Is this undefined behavior optimization legal?

Hi,

I've found a test case where SelectionDAG is doing an undefined behavior
optimization, and I need help determining whether or not this is legal.

Here is the example IR:

define void @test(<4 x i8> addrspace(1)* %out, float %a) {
  %uint8 = fptoui float %a to i8
  %vec = insertelement <4 x i8> <i8 0, i8 0, i8 0, i8 0>, i8 %uint8, i32 0
  store <4 x i8> %vec, <4 x i8> addrspace(1)* %out
  ret void
}

Since %vec is a 32-bit vector, a common way to implement this function on a target
with 32-bit registers would be to zero initialize a 32-bit register to hold
the initial vector and then 'mask' and 'or' the inserted value with the
initial vector. In AMDGPU assembly it would look something like:

v_mov_b32 v0, 0
v_cvt_u32_f32_e32 v1, s0
v_and_b32 v1, v1, 0x000000ff
v_or_b32 v0, v0, v1

The optimization the SelectionDAG does for us in this function, though, ends
up removing the mask operation. Which gives us:

v_mov_b32 v0, 0
v_cvt_u32_f32_e32 v1, s0
v_or_b32 v0, v0, v1

The reason the SelectionDAG is doing this is because it knows that the result
of %uint8 = fptoui float %a to i8 is undefined when the result uses more than
8-bits. So, it assumes that the result will only set the low 8-bits, because
anything else would be undefined behavior and the program would be broken.
This assumption is what causes it to remove the 'and' operation.

So effectively, what has happened here, is that by inserting the result of
an operation with undefined behavior into one lane of a vector, we have
overwritten all the other lanes of the vector.

Is this optimization legal? To me it seems wrong that undefined behavior
in one lane of a vector could affect another lane. However, given that LLVM IR
is SSA and we are technically creating a new vector and not modifying the old
one, then maybe it's OK. I'm just not sure.
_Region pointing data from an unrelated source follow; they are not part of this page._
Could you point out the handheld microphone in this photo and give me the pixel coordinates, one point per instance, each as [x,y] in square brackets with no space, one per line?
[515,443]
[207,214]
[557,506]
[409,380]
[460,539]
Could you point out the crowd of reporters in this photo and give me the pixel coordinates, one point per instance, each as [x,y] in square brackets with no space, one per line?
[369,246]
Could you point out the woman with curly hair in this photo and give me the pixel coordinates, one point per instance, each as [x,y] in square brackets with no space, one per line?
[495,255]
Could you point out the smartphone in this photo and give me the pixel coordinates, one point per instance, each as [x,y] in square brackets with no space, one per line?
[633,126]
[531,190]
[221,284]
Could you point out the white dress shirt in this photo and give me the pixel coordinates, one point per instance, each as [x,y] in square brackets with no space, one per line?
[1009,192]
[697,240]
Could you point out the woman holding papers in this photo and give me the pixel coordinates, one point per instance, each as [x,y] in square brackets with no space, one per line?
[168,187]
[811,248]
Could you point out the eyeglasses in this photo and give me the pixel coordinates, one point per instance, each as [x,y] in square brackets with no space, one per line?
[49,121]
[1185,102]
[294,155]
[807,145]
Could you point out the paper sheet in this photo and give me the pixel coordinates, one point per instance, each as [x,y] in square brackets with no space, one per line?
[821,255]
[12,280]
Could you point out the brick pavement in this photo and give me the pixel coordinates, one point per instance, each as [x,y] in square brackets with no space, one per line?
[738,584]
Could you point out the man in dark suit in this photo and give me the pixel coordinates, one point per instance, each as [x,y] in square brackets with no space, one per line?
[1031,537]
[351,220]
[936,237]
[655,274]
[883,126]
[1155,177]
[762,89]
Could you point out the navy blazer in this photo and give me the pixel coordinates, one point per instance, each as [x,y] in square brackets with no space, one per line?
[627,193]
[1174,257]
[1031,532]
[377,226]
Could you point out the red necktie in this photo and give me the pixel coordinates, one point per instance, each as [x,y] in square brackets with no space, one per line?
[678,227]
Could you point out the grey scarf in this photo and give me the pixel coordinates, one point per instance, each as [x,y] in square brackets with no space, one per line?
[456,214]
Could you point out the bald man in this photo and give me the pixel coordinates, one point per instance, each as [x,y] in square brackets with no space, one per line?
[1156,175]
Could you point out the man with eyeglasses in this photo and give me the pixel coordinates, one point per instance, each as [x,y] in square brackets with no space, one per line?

Appreciate any insight people may have.

Thanks,
Tom

From: "Tom Stellard via llvm-dev" <llvm-dev@lists.llvm.org>
To: llvm-dev@lists.llvm.org
Sent: Monday, October 3, 2016 3:51:40 PM
Subject: [llvm-dev] Is this undefined behavior optimization legal?

Hi,

I've found a test case where SelectionDAG is doing an undefined
behavior
optimization, and I need help determining whether or not this is
legal.

Here is the example IR:

define void @test(<4 x i8> addrspace(1)* %out, float %a) {
  %uint8 = fptoui float %a to i8
  %vec = insertelement <4 x i8> <i8 0, i8 0, i8 0, i8 0>, i8 %uint8,
  i32 0
  store <4 x i8> %vec, <4 x i8> addrspace(1)* %out
  ret void
}

Since %vec is a 32-bit vector, a common way to implement this
function on a target
with 32-bit registers would be to zero initialize a 32-bit register
to hold
the initial vector and then 'mask' and 'or' the inserted value with
the
initial vector. In AMDGPU assembly it would look something like:

v_mov_b32 v0, 0
v_cvt_u32_f32_e32 v1, s0
v_and_b32 v1, v1, 0x000000ff
v_or_b32 v0, v0, v1

The optimization the SelectionDAG does for us in this function,
though, ends
up removing the mask operation. Which gives us:

v_mov_b32 v0, 0
v_cvt_u32_f32_e32 v1, s0
v_or_b32 v0, v0, v1

The reason the SelectionDAG is doing this is because it knows that
the result
of %uint8 = fptoui float %a to i8 is undefined when the result uses
more than
8-bits. So, it assumes that the result will only set the low 8-bits,
because
anything else would be undefined behavior and the program would be
broken.
This assumption is what causes it to remove the 'and' operation.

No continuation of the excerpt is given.